(This suggests that Adam Rosenfield's decision is not applicable. This or a similar approach is probably the best way to solve it.)
You did not specify how you emulate the% gs register, but it will probably be difficult to plan each use at all if you do not have special knowledge of the program, because otherwise you will only have 2 bytes (in the worst, general case), which you can change with the patch. Of course, if you use something like% es =% gs, it should be relatively straightforward.
Assuming that this can somehow be made to work in your case, the strategy is to check the executable sections of the ELF file and correct any instructions that use or change the GS register. These are at least the following instructions:
- Any command with a GS segment override prefix (
65 expects branch commands, in this case the prefix indicates something else) push gs ( 0F A8 )pop gs ( 0F A9 )mov r/m16, gs ( 8C /r )mov gs, r/m16 ( 8E /r )mov gs, r/m64 ( REX.W 8E /r ) (If you support 64-bit mode)

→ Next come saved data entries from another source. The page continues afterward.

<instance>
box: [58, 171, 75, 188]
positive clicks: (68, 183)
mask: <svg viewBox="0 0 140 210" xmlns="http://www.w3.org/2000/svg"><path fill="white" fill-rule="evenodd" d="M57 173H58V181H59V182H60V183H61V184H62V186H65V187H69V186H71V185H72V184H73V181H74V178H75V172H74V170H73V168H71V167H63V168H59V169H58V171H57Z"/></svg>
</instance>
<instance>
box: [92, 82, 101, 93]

And any other instructions that segment registers allow (I don’t think it is much more, but I’m not 100% sure).
All of this comes from the Intel® 64 and IA-32 Software Developer's Guide. Combined Volumes 2A and 2B: A Guide to a Set of Instructions, AZ . Keep in mind that instructions are sometimes prefixed with other prefixes, sometimes not, so you should probably use library to execute decoding of commands, rather than blind searching for byte sequences.

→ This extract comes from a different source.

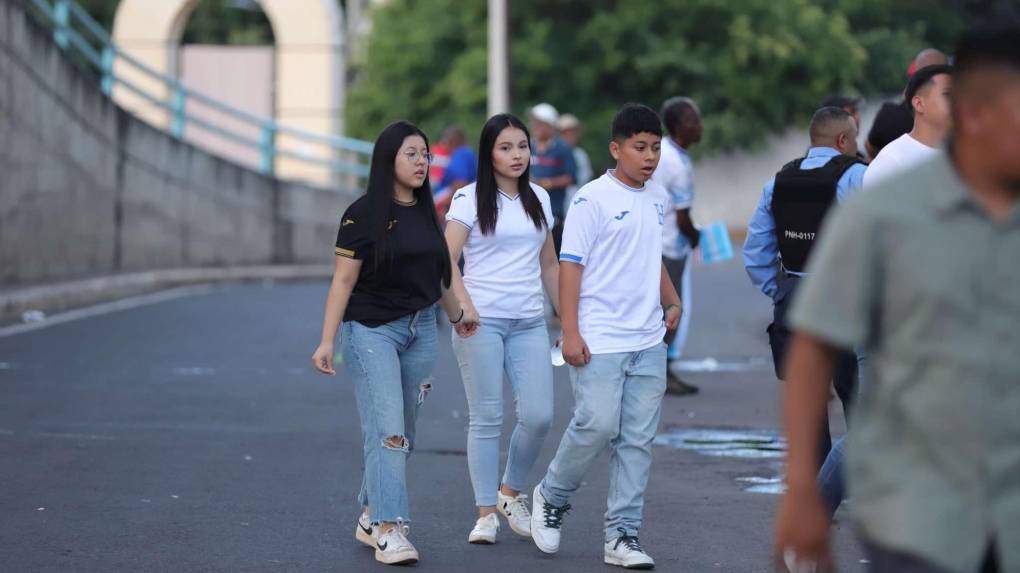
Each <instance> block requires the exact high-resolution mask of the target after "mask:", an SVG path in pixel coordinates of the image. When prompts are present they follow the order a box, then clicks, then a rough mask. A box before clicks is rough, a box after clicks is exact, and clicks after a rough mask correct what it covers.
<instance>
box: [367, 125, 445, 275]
mask: <svg viewBox="0 0 1020 573" xmlns="http://www.w3.org/2000/svg"><path fill="white" fill-rule="evenodd" d="M410 136H420V137H421V139H422V140H424V142H425V149H426V150H427V149H428V138H427V137H425V134H424V133H423V132H422V131H421V129H419V128H418V127H417V126H415V125H414V124H413V123H410V122H408V121H403V120H400V121H394V122H393V123H390V124H389V125H387V126H386V128H385V129H382V133H381V134H379V137H378V139H376V140H375V147H374V148H373V149H372V164H371V168H370V169H369V171H368V189H367V191H366V192H365V197H366V200H367V201H368V206H369V212H370V213H371V215H370V216H371V221H372V223H371V236H372V240H373V242H374V243H375V248H374V249H375V250H374V255H375V257H374V259H375V265H376V268H377V266H378V265H379V263H380V262H381V261H382V260H385V259H389V258H390V256H389V251H388V249H387V244H388V243H389V237H388V236H389V233H388V232H387V231H388V230H389V226H390V221H391V220H393V217H394V204H395V203H394V199H395V197H394V193H395V191H394V187H395V185H396V176H395V173H394V162H395V161H396V160H397V152H399V151H400V146H402V145H404V140H405V139H407V138H408V137H410ZM414 198H415V199H416V200H417V203H416V204H415V208H416V209H418V210H420V211H422V212H423V213H424V214H425V216H427V217H428V218H429V219H431V221H432V223H433V226H435V228H436V236H437V238H438V239H439V242H440V244H441V245H442V246H443V247H442V248H443V254H444V257H443V285H444V286H446V288H447V289H449V288H450V279H451V268H450V251H449V250H448V249H447V244H446V240H444V238H443V229H442V227H441V226H440V220H439V217H438V216H437V214H436V204H435V203H433V202H432V188H431V186H429V185H428V177H427V176H426V177H425V181H424V183H423V184H421V187H419V188H417V189H415V190H414Z"/></svg>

Some of the instructions above should be relatively straightforward to turn into call my_patch or similar, but you will probably have a problem finding what works in two bytes and works in general. int XX ( CD XX ) can be a good candidate if you can customize the interrupt vector, but I'm not sure if it will be faster than the method you are currently using. Of course, you will need to write down what instruction has been fixed, and the interrupt handler (or something else) reacts differently depending on the return address (which your handler receives).

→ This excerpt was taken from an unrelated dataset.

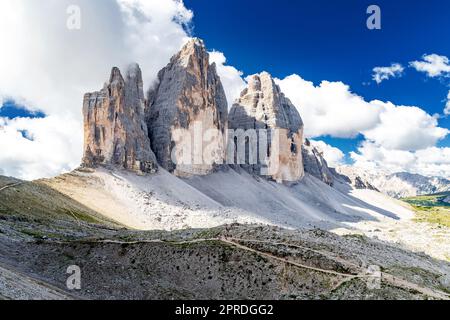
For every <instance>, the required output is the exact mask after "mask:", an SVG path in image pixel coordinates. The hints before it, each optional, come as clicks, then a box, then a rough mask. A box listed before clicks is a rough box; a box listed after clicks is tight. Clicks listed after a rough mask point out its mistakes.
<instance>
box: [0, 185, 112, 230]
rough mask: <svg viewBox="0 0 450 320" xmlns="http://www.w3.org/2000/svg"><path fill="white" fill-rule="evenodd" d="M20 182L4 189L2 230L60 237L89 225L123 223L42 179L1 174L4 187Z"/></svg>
mask: <svg viewBox="0 0 450 320" xmlns="http://www.w3.org/2000/svg"><path fill="white" fill-rule="evenodd" d="M17 183H20V184H18V185H15V186H13V187H10V188H6V189H3V190H1V191H0V221H1V224H0V232H6V229H8V230H15V231H18V232H19V233H21V234H24V235H27V236H30V237H34V238H54V237H56V238H57V235H64V234H72V233H74V232H77V230H80V231H81V230H85V229H86V228H84V227H85V226H89V225H92V226H93V225H96V226H101V227H106V228H117V227H120V226H119V225H118V224H116V223H115V222H113V221H111V220H108V219H106V218H104V217H103V216H101V215H100V214H99V213H97V212H95V211H93V210H91V209H89V208H87V207H85V206H84V205H82V204H81V203H79V202H77V201H74V200H73V199H71V198H69V197H67V196H65V195H63V194H61V193H59V192H58V191H56V190H54V189H52V188H50V187H48V186H46V185H44V184H42V183H39V182H25V181H19V180H16V179H13V178H6V177H1V176H0V189H2V187H4V186H7V185H11V184H17ZM36 224H37V225H38V227H36ZM8 227H9V228H8Z"/></svg>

Perhaps you can set up a trampoline if you can find a place within -128..127 bytes and use JMP rel8 ( EB cb ) to jump to the springboard (usually a different JMP , but this time with a lot of number for the destination address), which then processes the command emulation and returns to the instruction after the correct use of% gs.
In the end, I would recommend keeping the trap and emulation code in order to catch any cases that you might not have thought of (for example, self-modified or entered code). That way, you can also log any unprocessed cases and add them to your solution.